Elektra

Say what you like about the Ben Affleck movie Daredevil (not out loud, obviously) – it did well enough to get a spin-off centred around the hero’s love interest (Jennifer Garner), a broody assassin named after a type of fence.

“Where do you want all this toilet paper?”

The early 2000s were a different time; a time of the Bond villain Elektra King and the person Carmen Electra, when a red corset was appropriate sportswear and Marvel films didn’t have to be good. The eponymous assassin is sent to an island to carry out a hit, and befriends a man called Mark and his daughter Abby (Goran Višnjić and Kirsten Prout) who turn out to be her intended targets. This causes Elektra shock, apparently forgetting that she has precognitive powers.

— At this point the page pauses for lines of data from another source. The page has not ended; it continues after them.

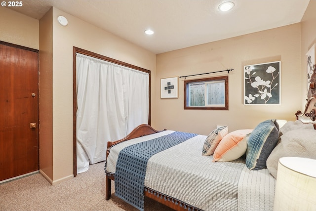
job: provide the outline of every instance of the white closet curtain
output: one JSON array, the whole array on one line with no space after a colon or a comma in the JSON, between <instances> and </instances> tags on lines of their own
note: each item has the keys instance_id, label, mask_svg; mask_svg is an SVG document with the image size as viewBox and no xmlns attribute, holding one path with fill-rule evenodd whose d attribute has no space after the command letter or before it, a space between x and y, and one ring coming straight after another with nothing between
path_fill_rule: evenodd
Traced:
<instances>
[{"instance_id":1,"label":"white closet curtain","mask_svg":"<svg viewBox=\"0 0 316 211\"><path fill-rule=\"evenodd\" d=\"M148 123L149 76L76 55L77 173L106 160L107 143Z\"/></svg>"}]
</instances>

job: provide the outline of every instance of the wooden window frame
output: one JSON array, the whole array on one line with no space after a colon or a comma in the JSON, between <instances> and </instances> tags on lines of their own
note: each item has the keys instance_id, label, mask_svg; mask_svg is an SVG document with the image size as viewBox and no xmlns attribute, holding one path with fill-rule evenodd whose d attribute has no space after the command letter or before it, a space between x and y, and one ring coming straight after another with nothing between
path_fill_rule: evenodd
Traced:
<instances>
[{"instance_id":1,"label":"wooden window frame","mask_svg":"<svg viewBox=\"0 0 316 211\"><path fill-rule=\"evenodd\" d=\"M225 105L223 106L189 106L189 85L192 83L206 83L208 82L216 82L225 81ZM184 109L198 109L198 110L228 110L228 76L219 76L216 77L198 79L193 79L184 81Z\"/></svg>"}]
</instances>

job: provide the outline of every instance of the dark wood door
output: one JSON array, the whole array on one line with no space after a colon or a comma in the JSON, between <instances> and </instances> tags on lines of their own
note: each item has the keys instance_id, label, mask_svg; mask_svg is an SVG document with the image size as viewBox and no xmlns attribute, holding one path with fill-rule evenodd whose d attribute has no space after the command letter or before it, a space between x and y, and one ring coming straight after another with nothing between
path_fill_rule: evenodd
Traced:
<instances>
[{"instance_id":1,"label":"dark wood door","mask_svg":"<svg viewBox=\"0 0 316 211\"><path fill-rule=\"evenodd\" d=\"M39 170L38 51L0 42L0 181Z\"/></svg>"}]
</instances>

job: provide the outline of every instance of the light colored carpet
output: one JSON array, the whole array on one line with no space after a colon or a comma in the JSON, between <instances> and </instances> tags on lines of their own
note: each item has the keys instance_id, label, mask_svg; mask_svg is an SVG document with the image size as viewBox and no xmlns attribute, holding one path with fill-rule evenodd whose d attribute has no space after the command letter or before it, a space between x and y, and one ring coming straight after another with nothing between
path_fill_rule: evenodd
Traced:
<instances>
[{"instance_id":1,"label":"light colored carpet","mask_svg":"<svg viewBox=\"0 0 316 211\"><path fill-rule=\"evenodd\" d=\"M0 184L0 211L137 211L116 197L105 200L104 162L90 165L73 179L51 186L40 174ZM145 198L145 211L173 210Z\"/></svg>"}]
</instances>

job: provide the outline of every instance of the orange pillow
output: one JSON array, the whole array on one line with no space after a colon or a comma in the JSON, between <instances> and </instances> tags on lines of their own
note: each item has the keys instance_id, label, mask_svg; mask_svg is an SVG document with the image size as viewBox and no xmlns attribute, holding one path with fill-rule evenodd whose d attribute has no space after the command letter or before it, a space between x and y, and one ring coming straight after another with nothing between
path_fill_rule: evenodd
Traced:
<instances>
[{"instance_id":1,"label":"orange pillow","mask_svg":"<svg viewBox=\"0 0 316 211\"><path fill-rule=\"evenodd\" d=\"M236 160L247 150L247 139L252 129L239 129L225 135L213 155L213 162L227 162Z\"/></svg>"}]
</instances>

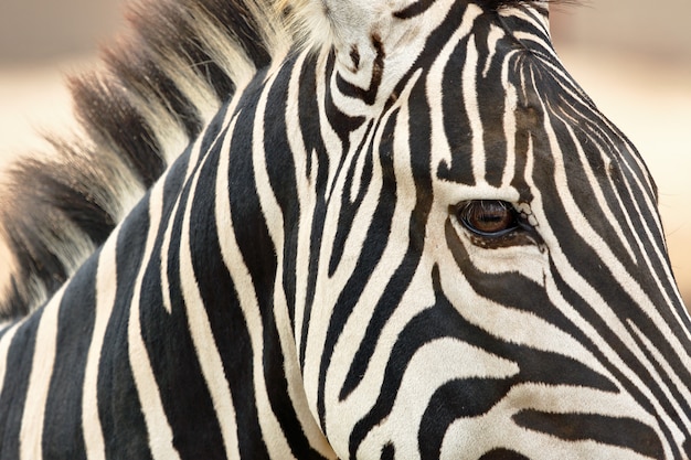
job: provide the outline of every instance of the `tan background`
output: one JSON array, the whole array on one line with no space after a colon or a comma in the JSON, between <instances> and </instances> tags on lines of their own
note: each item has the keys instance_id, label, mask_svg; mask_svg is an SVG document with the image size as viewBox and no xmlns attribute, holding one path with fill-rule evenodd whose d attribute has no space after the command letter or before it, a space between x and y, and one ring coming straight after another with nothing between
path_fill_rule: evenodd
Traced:
<instances>
[{"instance_id":1,"label":"tan background","mask_svg":"<svg viewBox=\"0 0 691 460\"><path fill-rule=\"evenodd\" d=\"M64 129L62 75L92 62L97 45L123 28L124 1L0 0L0 167L41 146L35 128ZM663 3L556 7L552 29L566 67L646 158L691 306L691 1ZM6 270L0 250L0 285Z\"/></svg>"}]
</instances>

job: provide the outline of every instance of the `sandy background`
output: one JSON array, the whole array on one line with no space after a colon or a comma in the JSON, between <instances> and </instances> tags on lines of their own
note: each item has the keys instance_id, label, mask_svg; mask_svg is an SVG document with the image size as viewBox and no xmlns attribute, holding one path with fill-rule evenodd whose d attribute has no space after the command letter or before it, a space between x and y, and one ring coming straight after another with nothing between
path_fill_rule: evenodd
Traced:
<instances>
[{"instance_id":1,"label":"sandy background","mask_svg":"<svg viewBox=\"0 0 691 460\"><path fill-rule=\"evenodd\" d=\"M124 0L0 0L0 168L63 129L63 75L123 29ZM552 13L555 47L638 146L660 190L674 272L691 306L691 1L592 0ZM0 285L7 270L0 248Z\"/></svg>"}]
</instances>

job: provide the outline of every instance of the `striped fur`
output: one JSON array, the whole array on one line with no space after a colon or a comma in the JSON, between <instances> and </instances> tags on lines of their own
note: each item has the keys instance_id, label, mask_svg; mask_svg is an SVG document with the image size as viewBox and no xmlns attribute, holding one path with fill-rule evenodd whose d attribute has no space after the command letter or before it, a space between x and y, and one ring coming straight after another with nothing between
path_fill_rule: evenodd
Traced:
<instances>
[{"instance_id":1,"label":"striped fur","mask_svg":"<svg viewBox=\"0 0 691 460\"><path fill-rule=\"evenodd\" d=\"M546 3L283 8L226 93L125 130L189 132L0 332L0 458L689 458L691 323L655 184L559 62ZM269 18L246 10L249 31ZM474 226L477 203L508 229Z\"/></svg>"}]
</instances>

And that Mark and Abby are the only other people on the island.

Elektra-lyte.

Even if we put these plot holes down to Elektra’s constricted air supply, this 2005 superhero flop is as electric as a power cut. Every element appears to have been stolen from better films: fight scenes from The Matrix Reloaded, a poisonous villainess from Batman & Robin, and Elektra’s haircut from Christina Aguilera in Burlesque. As if to prove she has no other distinguishing characteristics, Elektra has the exact same hairstyle in childhood flashbacks so we can tell it’s her. Garner also speaks in a constant whisper as though terrified of drawing attention to the existence of this film.

Rob Bowman directs (for the final time) with maudlin monotony, making us wait half an hour for an action sequence and delivering a strong contender for the worst Marvel film ever made; a martial arts mishap so flavourless that not even Terence Stamp can inject any personality. Meanwhile the only trace of humour is accidental: the antagonists are a ninja syndicate (that’s not even the funny part) called “The Hand”, resulting in straight-faced line readings like, “The Hand wanted something he couldn’t give.” Whether it beats the “Loom of Fate” from Wanted as cinema’s most risible assassins guild is a toss-up for the ages.

Elektra was such a failure that Hollywood executives were afraid to make another female-fronted superhero movie for about 15 years, at which point they pretended Wonder Woman was the first one. The truth was just too embarrassing.